Dieser Artikel ist die späte Antwort auf einen Text, den Andreas Schiel vor nun schon einigen Jahren hier bei demokratiEvolution verfasst hat. Er forderte dort mit dem  anthroposophischen Bankier Wilhelm Ernst Barkhoff dazu auf, „’die Angst vor einer Zukunft, die wir fürchten‘, zumindest für einen Tag zu ‚überwinden durch Bilder von einer Zukunft, die wir wollen.’“ – Ich bin gespannt, ob das Folgende diesem Anspruch gerecht wird.

Imagine…

Die Demokratie der Zukunft, auf die wir gemeinsam zusteuern, wird entspannter sein. Entspannt, weil wir wissen werden, dass wir nicht kämpfen müssen. Nicht darum, gehört zu werden. Nicht gegeneinander, um uns durchzusetzen. Wir werden uns das nicht einreden müssen: Diese Entspanntheit, dieses Wohlwollen, das wir einfach immer und überall voraussetzen können. Wir werden uns vielmehr daran erinnern. Weil wir es wieder und wieder erfahren haben. Weil es ein Teil von uns geworden ist. Weil wir die Entspannung in jedem Muskel, in jedem Gedanken und in jedem Moment fühlen können.
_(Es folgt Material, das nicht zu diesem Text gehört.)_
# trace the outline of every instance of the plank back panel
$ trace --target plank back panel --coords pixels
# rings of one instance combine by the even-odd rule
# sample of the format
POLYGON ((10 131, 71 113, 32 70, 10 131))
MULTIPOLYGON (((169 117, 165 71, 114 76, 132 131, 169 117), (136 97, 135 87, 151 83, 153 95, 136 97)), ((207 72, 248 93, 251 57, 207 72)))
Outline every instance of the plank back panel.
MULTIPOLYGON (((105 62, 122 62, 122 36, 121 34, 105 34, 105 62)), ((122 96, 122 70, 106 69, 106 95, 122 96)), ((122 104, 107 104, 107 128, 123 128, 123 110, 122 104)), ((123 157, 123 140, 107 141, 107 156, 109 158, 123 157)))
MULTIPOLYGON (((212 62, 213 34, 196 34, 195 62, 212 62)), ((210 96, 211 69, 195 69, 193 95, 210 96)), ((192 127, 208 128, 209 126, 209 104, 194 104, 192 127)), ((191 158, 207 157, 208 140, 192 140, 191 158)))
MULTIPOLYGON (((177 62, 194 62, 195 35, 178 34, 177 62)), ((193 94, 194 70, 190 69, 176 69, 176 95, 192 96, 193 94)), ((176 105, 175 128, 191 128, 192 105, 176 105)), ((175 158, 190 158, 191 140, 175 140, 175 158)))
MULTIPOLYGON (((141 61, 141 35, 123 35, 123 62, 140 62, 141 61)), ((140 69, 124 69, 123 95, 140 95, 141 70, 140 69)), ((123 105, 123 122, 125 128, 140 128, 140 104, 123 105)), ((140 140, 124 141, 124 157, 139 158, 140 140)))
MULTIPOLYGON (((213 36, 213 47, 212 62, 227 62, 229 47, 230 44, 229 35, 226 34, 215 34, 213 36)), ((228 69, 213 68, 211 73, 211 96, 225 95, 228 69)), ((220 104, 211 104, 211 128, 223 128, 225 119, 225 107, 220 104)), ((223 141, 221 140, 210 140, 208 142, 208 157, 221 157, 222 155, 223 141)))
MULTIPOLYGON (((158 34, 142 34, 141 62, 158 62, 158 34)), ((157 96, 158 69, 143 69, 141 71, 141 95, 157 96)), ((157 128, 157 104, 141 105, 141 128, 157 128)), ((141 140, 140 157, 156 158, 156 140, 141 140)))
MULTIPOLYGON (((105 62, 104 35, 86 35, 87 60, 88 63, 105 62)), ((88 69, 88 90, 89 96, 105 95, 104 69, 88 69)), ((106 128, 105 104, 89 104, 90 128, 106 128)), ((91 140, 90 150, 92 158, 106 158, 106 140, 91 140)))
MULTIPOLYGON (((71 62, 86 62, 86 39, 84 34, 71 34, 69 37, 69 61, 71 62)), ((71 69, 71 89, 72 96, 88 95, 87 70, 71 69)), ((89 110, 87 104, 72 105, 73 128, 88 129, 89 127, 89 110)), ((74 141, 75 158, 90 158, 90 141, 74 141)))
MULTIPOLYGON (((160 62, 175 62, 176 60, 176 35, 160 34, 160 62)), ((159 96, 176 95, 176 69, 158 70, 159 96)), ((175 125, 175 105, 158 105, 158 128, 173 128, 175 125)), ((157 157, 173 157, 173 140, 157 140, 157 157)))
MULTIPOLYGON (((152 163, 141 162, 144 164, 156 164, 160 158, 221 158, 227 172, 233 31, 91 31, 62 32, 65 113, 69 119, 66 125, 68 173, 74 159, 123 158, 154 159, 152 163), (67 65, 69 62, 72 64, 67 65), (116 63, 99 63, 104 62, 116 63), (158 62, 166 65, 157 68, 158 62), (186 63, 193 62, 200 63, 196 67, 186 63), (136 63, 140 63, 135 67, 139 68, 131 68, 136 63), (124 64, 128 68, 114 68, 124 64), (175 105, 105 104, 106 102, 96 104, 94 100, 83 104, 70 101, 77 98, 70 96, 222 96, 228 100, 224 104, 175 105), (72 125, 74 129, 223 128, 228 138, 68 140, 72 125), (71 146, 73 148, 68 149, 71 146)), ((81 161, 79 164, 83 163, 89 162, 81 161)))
Wir werden es als Selbstverständlichkeit empfinden: Wenn uns etwas stört, werden wir damit nicht allein gelassen. Wir werden auch sicher wissen: Es gibt eine Adresse in der Gesellschaft, wo das, was uns wichtig ist, verhandelt wird, wenn es uns wichtig ist oder wichtig wird. Wir werden also merken: Nein, es ist der Gesellschaft nicht egal, wie es uns geht. Es ist ihr wichtig. Wir sind ihr wichtig. Wir sind wertvoll.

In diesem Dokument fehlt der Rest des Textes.